Parenthood

Can Prisons Take Care of Pregnant Women?

As the Massachusetts Legislature considers this year’s crop of criminal justice reform bills, one that has not gotten much attention is a measure to ensure proper treatment of pregnant women in jail and prison.

Cross-posted with permission from the Bay State Banner.

As the Massachusetts Legislature considers this year’s crop of criminal justice reform bills, one that has not gotten much attention is a measure to ensure proper treatment of pregnant women in jail and prison.

Improving the medical treatment and protecting the constitutional rights of these women is vitally important and would contribute to the Commonwealth’s goal of reducing health disparities, because prison policies have a disproportionate impact on poor women and African American women.

Medical neglect of incarcerated women in the United States is all too common, and can have tragic results. Prisons and jails often fail to provide adequate prenatal care, creating anxiety among pregnant women and jeopardizing birth outcomes. Corrections personnel — medical staff as well as corrections officers — fail to diagnose women with ectopic pregnancies, leading to emergency surgery and lifelong infertility.

In some cases, the result of this negligence is the woman’s death. Similarly, personnel fail to recognize the signs of labor, leading to complications and to women giving birth locked in their cells without any assistance, let alone trained medical assistance.

These are serious problems that threaten the pregnancies, health, and lives of women who have been mandated into the state’s custody. When the government incarcerates someone, it assumes responsibility for that person’s welfare. This is a constitutional obligation as well as an ethical one.

Without explicit laws to protect women’s rights and to ensure some regular means of government oversight, women are left to fend for themselves. But the reality of incarceration severely constrains people’s ability to advocate for their interests — to gather information about medical issues, communicate with the outside world or assert their rights.

The ever-greater numbers of women in custody reinforce the need for active state oversight of gender-specific medical care to meet pregnant women’s needs.

In 1992, the year that the Massachusetts Department of Corrections agreed to a court settlement to improve conditions for pregnant women, 437 women were held at MCI-Framingham. Today, Framingham holds 684 women — almost one-third of whom are awaiting trial, half because they cannot afford even $50 bail.

Framingham operates far beyond its capacity. Women waiting to go on trial, for example, are jammed in at 381 percent percent of design capacity. Sixteen percent of these women are African American, far above their proportion in the population, which is less than seven percent.

A majority of incarcerated women has been charged with or convicted of non-violent offenses, and yet we spend more than $50,000 per year to keep each one of them behind bars.

Legislation is needed to bring corrections policies into the 21st century. For example, the 1992 agreement permits corrections personnel to restrain pregnant women. From the vantage point of 2011, this provision is out of step with evolving standards of decency. Fourteen states now have laws that limit the shackling of pregnant women, including the neighboring states of Rhode Island, Vermont and New York. Idaho and Texas, seemingly far more conservative than Massachusetts, have also enacted laws to protect pregnant women.

Over the past three years that legislatures around the country have been actively passing these bills, a consensus has also begun to emerge in the federal courts: Shackling women in labor violates their constitutional rights by subjecting them and their fetuses to a substantial risk of physical harm and by inflicting unnecessary pain and humiliation.

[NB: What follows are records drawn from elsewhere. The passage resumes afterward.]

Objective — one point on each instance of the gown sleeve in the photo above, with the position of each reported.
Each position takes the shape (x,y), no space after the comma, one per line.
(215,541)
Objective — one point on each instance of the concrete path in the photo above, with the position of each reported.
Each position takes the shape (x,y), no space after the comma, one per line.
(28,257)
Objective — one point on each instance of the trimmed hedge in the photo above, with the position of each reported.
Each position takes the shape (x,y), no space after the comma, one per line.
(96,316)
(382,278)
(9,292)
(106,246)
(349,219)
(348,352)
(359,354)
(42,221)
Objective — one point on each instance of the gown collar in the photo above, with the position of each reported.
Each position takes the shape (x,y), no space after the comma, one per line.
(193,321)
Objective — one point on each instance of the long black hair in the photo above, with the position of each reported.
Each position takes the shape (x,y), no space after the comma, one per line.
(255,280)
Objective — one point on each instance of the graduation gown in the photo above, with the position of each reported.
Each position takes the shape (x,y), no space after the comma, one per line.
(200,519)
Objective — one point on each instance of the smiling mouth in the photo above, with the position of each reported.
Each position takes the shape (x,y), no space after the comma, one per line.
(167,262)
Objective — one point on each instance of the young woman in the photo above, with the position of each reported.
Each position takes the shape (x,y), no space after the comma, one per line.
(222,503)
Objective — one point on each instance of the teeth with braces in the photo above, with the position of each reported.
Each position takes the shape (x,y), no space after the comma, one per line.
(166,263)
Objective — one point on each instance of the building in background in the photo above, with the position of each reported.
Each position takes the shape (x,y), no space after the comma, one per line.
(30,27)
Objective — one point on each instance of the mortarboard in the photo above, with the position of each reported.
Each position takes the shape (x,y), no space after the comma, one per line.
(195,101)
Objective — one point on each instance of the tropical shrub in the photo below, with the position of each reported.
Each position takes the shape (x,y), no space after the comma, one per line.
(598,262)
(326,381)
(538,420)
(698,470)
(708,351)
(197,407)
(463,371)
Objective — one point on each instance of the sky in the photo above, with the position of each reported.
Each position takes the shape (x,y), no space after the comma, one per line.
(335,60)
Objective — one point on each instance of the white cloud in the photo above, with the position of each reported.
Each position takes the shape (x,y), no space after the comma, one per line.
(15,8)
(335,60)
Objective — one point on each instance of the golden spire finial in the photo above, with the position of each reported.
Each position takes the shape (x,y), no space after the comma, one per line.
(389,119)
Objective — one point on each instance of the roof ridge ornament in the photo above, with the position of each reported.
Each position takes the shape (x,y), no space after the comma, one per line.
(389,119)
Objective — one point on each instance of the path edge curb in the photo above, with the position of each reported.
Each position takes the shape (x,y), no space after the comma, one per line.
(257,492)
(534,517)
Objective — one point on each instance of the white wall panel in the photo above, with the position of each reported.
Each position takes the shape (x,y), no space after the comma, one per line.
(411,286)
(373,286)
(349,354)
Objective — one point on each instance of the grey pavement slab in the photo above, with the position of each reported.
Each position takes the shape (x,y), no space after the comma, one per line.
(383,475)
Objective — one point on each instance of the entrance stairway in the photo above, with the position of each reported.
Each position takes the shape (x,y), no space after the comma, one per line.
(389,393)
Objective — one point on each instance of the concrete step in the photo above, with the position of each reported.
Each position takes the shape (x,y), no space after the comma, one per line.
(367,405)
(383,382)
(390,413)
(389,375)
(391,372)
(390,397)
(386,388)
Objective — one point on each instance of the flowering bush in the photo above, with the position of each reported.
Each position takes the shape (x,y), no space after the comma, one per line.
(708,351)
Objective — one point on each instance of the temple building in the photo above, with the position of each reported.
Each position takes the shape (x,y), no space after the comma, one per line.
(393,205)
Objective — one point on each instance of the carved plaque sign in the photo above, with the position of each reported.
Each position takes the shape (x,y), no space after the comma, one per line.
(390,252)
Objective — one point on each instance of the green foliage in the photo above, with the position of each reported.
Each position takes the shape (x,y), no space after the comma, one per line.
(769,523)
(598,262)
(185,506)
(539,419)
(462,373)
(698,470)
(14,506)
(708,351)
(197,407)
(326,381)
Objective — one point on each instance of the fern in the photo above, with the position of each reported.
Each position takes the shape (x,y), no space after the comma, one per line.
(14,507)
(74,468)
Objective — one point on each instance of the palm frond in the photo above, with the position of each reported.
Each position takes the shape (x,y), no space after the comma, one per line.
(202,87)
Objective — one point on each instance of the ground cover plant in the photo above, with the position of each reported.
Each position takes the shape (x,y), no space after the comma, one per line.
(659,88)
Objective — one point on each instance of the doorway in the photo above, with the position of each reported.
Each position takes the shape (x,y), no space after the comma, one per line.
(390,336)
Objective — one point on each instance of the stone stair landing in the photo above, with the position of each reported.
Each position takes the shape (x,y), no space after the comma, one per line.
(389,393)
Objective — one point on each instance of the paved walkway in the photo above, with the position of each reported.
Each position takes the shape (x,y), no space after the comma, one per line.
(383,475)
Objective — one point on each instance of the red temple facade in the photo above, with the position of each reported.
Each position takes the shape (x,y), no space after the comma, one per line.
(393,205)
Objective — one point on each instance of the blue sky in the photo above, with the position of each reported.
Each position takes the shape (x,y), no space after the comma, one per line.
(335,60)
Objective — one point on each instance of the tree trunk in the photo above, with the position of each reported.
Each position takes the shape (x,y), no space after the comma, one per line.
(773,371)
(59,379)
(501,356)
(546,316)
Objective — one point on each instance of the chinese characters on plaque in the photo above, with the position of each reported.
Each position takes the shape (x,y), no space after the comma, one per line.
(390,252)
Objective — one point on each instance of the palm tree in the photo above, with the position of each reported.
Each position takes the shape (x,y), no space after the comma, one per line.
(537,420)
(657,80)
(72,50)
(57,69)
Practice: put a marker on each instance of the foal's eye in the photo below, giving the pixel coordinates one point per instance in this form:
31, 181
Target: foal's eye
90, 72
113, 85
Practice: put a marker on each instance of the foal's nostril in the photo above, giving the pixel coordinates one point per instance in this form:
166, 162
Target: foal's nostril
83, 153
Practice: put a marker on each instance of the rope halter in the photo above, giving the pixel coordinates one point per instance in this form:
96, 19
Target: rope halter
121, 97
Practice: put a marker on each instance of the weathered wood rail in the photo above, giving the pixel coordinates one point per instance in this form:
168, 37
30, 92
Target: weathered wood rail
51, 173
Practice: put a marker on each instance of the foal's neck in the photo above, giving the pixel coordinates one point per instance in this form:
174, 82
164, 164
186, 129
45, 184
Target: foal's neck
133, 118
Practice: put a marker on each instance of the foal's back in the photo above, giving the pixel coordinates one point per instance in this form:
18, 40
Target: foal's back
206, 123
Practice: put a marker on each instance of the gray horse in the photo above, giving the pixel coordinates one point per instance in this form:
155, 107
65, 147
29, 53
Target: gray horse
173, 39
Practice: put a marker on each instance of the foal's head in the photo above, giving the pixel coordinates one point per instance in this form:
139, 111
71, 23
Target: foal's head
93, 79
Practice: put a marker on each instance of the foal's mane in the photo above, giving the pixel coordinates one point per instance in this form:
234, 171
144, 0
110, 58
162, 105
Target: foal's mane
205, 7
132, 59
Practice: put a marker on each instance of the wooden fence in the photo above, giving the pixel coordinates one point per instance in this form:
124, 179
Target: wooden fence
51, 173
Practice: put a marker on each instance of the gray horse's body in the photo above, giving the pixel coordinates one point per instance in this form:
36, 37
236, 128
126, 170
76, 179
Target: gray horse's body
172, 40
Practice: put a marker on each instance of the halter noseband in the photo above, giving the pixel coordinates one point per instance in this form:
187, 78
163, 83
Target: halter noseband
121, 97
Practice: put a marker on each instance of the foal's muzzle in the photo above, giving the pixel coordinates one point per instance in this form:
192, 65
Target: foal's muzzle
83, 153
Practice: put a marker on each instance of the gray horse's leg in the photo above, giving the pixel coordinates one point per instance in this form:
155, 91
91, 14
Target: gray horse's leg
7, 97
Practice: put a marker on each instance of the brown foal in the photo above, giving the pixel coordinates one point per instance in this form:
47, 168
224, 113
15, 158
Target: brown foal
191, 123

As a federal court of appeals explained in 2009, “The key constitutional question is whether [the pregnant woman] posed a security risk sufficient to justify being shackled to both sides of the bed while she labored to deliver her baby.”

Just this August, a federal jury awarded $200,000 to a woman in Nashville, Tenn. who had been shackled during labor.

Because shackling during pregnancy makes it difficult for doctors and nurses to provide appropriate patient care — especially in an emergency — the medical and public health community opposes the practice. Organizations that have taken a stand against shackling include the American Public Health Association, American College of Obstetricians and Gynecologists and American Medical Association.

As a mater of public policy, Massachusetts has already decided that universal access to health care is important for individuals, communities and our entire Commonwealth. Pregnancy care has long been recognized as an essential part of this investment.

Every woman deserves prenatal care to monitor her own health and to maximize the chances that she will have a healthy baby. Every woman deserves postpartum care to ensure that she recovers physically and emotionally from childbirth, and in the case of an incarcerated woman, to deal with being separated from her newborn. Every woman in labor deserves to be treated with respect and to give birth in a safe setting. And every baby deserves a safe start in life.

It is past time for our laws to provide these assurances to all women.